Colaboradores da Metrópole portuguesa à qual transmitiam
sempre informações sobre os diversos aspectos geográficos, económicos, sociológicos
e políticos das áreas africanas onde se tinham implantado e das quais conheciam as
forças e as fraquezas, os missionários não se demarcam dessa situação, e na população
cria-se uma certa desconfiança em relação a eles.
Assim, depois da morte de
Afonso I, as lutas entre clãs pela captura de escravos domina a vida política do Reino,
que acaba por cair na decadência no século XVIII. Guerras, fome, epidemia … apoderaram-se
da população, a qual não sabe a que santo rogar para o retorno da paz.
*** É
neste contexto que surge, em 1704, Kimpa Vita. Declara ter recebido de Santo António,
padroeiro dos náufragos e dos que sofrem, a missão de reunir o povo para pôr termo
às desordens e permitir ao Reino recuperar a sua potencia.
No meio do desespero,
e como já acontecera noutras situações, sobretudo no contexto das crises ligadas à
presença dos europeus no continente, o povo dava ouvido a todos aqueles (feiticeiros,
profetas, sacerdotisas, e outros ) que, de algum modo, prometiam ajudá-lo a reencontrar
a paz e a responder às interrogações sobre o porquê da presença desses brancos em
África e porque é que espoliavam os africanos dos seus bens e da sua dignidade. Esses
dissidentes religiosos - escreve Sylvia Serbin nas páginas sobre Kimpa Vita – pregavam,
por vezes, a rejeição do cristianismo que, a seu ver, tinha coincidido com os males
provocados pela escravatura e o colonialismo. O Cristianismo pregava a igualdade e
a fraternidade entre os homens e dizia que Deus não fazia nenhuma distinção entre
os seres humanos. Porque então os europeus impunham aos africanos essa flagrante desigualdade
em nome da sua superioridade racial? Daí que muitos profetas diziam que era necessário
um cristianismo africanizado, uma espécie de embrião – se assim se pode dizer – daquilo
que é hoje a inculturação.
***
Nascida de uma família aristocrática,
Kimpa Vita, educada no catolicismo, retoma o seu nome cristão e põe-se, então, à cabeça
dum grupo de discípulos, percorrendo, infatigavelmente, todas as aldeias e províncias
ligadas a São Salvador (Mbanza Kongo), a cidade das sete igrejas, entretanto destruída
e abandonada pela sua população. Alta e esbelta, Kimpa Vita apresentava-se sempre
vestida de um pano de veludo de ráfia verde e uma coroa de fibras entrançadas na testa.

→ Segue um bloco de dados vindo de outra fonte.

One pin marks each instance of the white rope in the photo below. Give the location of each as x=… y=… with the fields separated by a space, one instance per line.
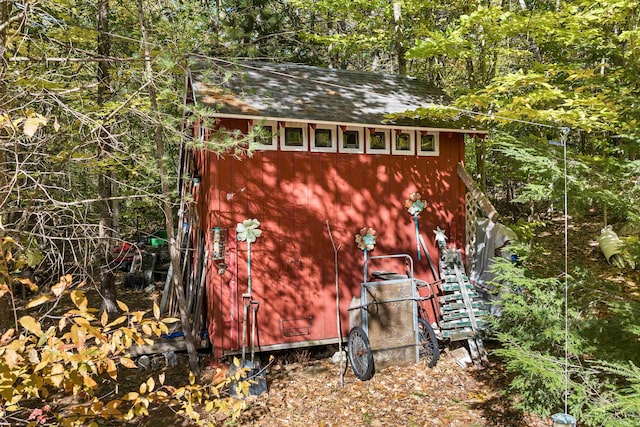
x=368 y=91
x=565 y=132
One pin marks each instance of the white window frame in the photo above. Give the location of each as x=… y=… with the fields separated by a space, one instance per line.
x=436 y=143
x=387 y=133
x=334 y=139
x=341 y=132
x=274 y=135
x=412 y=142
x=305 y=136
x=202 y=132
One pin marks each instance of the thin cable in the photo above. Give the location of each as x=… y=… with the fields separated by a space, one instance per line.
x=565 y=131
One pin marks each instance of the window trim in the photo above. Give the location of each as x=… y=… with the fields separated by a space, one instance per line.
x=274 y=135
x=341 y=132
x=436 y=143
x=305 y=136
x=334 y=139
x=412 y=142
x=387 y=133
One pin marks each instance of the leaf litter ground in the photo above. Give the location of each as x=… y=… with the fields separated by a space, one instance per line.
x=309 y=394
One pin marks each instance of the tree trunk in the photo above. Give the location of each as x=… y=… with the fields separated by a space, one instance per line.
x=481 y=163
x=400 y=48
x=174 y=251
x=107 y=277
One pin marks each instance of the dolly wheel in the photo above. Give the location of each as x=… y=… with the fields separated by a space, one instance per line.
x=360 y=355
x=428 y=343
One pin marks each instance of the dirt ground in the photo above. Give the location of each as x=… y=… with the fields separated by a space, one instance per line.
x=305 y=390
x=309 y=394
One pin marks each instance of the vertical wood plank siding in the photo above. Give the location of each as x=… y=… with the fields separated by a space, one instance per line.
x=292 y=194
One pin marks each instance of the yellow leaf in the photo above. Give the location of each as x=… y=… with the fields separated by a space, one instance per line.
x=123 y=306
x=7 y=336
x=57 y=374
x=27 y=282
x=12 y=358
x=79 y=299
x=112 y=370
x=33 y=356
x=37 y=301
x=30 y=126
x=59 y=288
x=128 y=363
x=132 y=395
x=118 y=321
x=31 y=325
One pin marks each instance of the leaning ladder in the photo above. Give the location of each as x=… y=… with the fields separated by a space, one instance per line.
x=461 y=308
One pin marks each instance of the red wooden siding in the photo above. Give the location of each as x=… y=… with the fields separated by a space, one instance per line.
x=292 y=194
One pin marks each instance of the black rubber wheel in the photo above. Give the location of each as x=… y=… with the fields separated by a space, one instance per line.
x=360 y=355
x=428 y=343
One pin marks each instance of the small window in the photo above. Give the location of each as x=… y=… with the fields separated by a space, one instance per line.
x=265 y=136
x=378 y=141
x=351 y=140
x=293 y=137
x=404 y=143
x=323 y=138
x=429 y=144
x=202 y=131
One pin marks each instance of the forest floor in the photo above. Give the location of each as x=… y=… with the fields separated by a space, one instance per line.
x=305 y=390
x=310 y=394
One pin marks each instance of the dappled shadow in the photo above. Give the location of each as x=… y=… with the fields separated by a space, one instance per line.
x=293 y=195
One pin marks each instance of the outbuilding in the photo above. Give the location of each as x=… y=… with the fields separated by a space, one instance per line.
x=330 y=148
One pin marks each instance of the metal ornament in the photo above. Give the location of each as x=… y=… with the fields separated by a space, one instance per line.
x=415 y=206
x=366 y=239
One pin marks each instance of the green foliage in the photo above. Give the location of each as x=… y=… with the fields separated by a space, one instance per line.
x=601 y=380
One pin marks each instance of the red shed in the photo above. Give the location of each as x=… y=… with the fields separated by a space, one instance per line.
x=323 y=150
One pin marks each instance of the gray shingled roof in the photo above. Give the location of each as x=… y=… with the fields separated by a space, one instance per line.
x=311 y=93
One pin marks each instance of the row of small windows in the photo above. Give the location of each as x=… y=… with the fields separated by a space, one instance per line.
x=344 y=139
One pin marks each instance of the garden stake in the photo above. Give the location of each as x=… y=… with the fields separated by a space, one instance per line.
x=338 y=322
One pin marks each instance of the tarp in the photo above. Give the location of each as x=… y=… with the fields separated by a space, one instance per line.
x=492 y=241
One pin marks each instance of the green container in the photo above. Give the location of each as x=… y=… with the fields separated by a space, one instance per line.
x=156 y=242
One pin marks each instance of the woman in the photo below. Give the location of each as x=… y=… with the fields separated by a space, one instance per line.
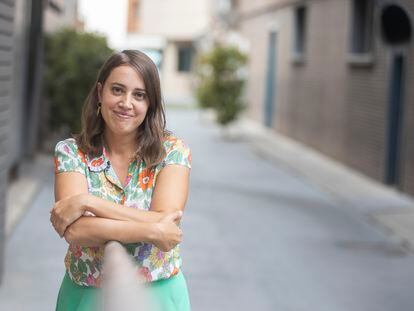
x=123 y=157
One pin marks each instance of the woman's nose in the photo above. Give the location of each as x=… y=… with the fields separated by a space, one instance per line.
x=126 y=101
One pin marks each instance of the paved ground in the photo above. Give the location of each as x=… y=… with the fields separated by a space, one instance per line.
x=258 y=235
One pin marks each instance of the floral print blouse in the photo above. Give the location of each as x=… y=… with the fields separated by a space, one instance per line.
x=84 y=264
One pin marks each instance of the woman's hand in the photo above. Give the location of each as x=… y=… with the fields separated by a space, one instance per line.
x=168 y=234
x=66 y=211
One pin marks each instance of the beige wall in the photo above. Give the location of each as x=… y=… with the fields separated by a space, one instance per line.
x=174 y=19
x=176 y=86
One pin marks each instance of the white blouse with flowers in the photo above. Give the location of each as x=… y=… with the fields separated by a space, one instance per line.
x=84 y=264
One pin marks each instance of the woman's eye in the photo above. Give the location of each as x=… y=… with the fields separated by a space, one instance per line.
x=116 y=90
x=140 y=95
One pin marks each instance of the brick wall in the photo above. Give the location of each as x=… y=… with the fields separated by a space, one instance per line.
x=326 y=101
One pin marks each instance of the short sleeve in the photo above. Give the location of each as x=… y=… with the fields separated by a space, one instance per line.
x=178 y=152
x=68 y=158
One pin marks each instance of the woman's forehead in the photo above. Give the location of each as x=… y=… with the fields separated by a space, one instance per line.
x=127 y=76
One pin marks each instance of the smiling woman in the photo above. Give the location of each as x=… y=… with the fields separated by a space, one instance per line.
x=131 y=175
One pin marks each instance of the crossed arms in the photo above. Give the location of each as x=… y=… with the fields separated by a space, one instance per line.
x=113 y=221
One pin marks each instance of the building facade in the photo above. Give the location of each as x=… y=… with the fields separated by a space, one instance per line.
x=336 y=76
x=22 y=24
x=168 y=31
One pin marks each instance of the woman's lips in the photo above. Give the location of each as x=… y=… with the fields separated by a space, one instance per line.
x=122 y=115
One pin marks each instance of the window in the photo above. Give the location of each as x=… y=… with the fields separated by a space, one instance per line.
x=300 y=30
x=362 y=20
x=185 y=58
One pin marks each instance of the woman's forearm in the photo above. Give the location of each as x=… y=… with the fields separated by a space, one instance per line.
x=93 y=231
x=107 y=209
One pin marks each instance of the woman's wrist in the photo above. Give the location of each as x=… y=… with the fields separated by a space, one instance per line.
x=89 y=203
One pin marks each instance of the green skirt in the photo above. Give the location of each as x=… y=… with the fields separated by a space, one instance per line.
x=168 y=295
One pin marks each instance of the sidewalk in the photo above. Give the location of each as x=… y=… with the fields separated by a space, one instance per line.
x=391 y=210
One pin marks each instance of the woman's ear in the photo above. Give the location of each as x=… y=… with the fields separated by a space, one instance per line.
x=99 y=88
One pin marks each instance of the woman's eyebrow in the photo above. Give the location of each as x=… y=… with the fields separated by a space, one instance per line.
x=120 y=84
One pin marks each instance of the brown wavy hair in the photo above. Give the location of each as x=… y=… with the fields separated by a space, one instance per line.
x=150 y=134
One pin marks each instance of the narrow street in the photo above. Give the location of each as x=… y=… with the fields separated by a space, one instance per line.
x=256 y=237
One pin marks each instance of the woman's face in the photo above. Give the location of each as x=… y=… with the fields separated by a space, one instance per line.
x=124 y=102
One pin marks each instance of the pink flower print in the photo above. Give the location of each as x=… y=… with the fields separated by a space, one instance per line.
x=145 y=272
x=77 y=252
x=90 y=280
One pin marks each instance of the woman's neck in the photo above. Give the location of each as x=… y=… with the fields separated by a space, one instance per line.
x=124 y=146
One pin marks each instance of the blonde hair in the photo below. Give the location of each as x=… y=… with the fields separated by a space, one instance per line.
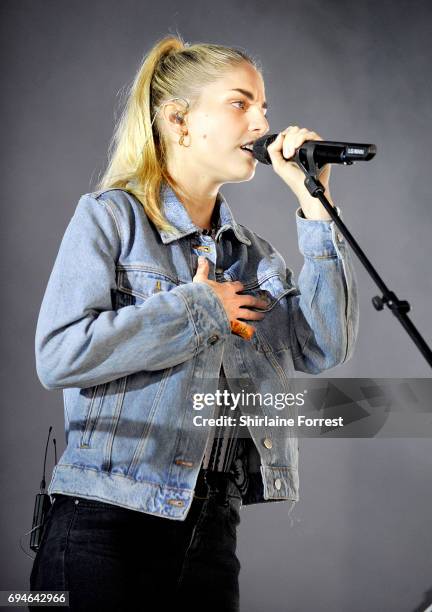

O seu rosto de traços finos exprimia uma grande serenidade e firmeza nas suas pregações.
Declarando que renunciou a todos os seus haveres depois que Santo António
lhe apareceu e lhe confiou a missão de libertar o seu povo, Kimpa Vita exorta os seus
fiéis a renunciar aos objectos ligados à feitiçaria e às pequenas cruzes impostas
pela religião estrangeira. Anuncia o advento de um tempo novo, de renascença dum reino
onde o povo não viverá mais na miséria. Os seus adeptos são cada vez mais numerosos.
As pessoas acreditam realmente nesse mundo novo, onde haja uma religião mais próxima
delas, uma religião onde os anjos não sejam apenas brancos, mas haja também negros.
“A verdadeira Terra Santa é no Congo – dizia ela aos seus discípulos – Os
verdadeiros fundadores da religião católica são da nossa raça, de raça negra. Jesus
Cristo nasceu em São Salvador, mas os brancos falam de Belém! Foi baptizado em Sundi,
que é chamado Nazaré. Mas, saibam que Jesus Cristo, Nossa Senhora e São Francisco
são também originários do Kongo! Que todos os missionários que se apoderam das nossas
riquezas em proveito unicamente dos brancos, abandonem o Kongo! São contra a potencia
do nosso Reino. Santo António é o nosso remédio. Só ele nos entende, só ele nos poderá
ajudar a reconstruir o nosso país”.
As palavras de Kimpa ecoam por todo
o Reino. Devagar, devagar, muitos nobres começam também a seguir os seus preceitos.
Diz-se que cura doentes, que árvores ressequidas resplandecem à sua passagem, as pessoas
disputam os restos das suas refeições, que consideram benéficas… Além disso, há o
ritual da sexta-feira: todas as sextas-feiras ela se retira em silêncio absoluto.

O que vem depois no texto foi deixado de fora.